Bugzilla – Bug 848
make parser conform to current "Changing the encoding while parsing" algorithm
Last modified: 2011-07-13 10:03:05 CEST
The parser code does not conform to the current requirements in the "Changing the encoding while parsing" algorithm. It should be updated to match the current requirements there. Details: When conforming parsers encounter a a meta element that specifies a character encoding, the HTML5 spec requires them to run the "Changing the encoding while parsing" algorithm: http://dev.w3.org/html5/spec/parsing.html#changing-the-encoding-while-parsing In the case of the v.nu parser, what that means is, the code calls the internalEncodingDeclaration(String internalCharset) method, where internalCharset is the value of the character encoding specified by the meta element. In the current code, the first condition checked for in internalEncodingDeclaration(String internalCharset) is whether internalCharset specifies a UTF-16 encoding. If it does, the code changes the document character encoding to UTF-8 and logs a "Internal encoding declaration specified 'UTF-16' which is not an ASCII superset. Continuing as if the encoding had been 'UTF-8'." parse error.
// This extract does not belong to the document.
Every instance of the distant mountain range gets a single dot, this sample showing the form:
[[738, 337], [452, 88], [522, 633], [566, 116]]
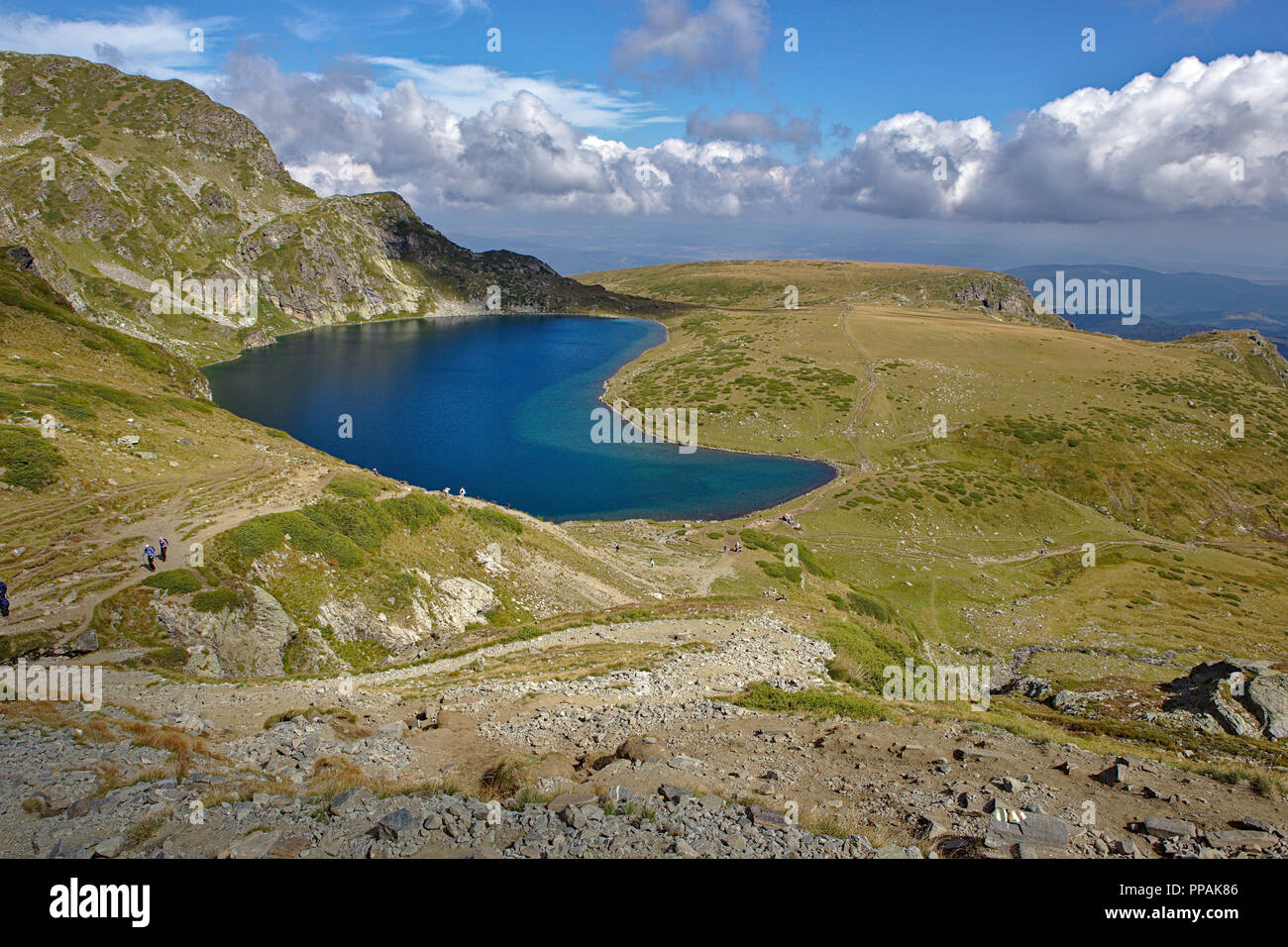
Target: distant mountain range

That behavior conforms to the requirements in the "Changing the encoding while parsing" an earlier version of the spec: http://www.w3.org/TR/2009/WD-html5-20090423/syntax.html#changing-the-encoding-while-parsing ...in which step 1 read: "If the new encoding is a UTF-16 encoding, change it to UTF-8." ...but the requirements in the spec have since changed, and that step is no longer step 1, but instead step 3.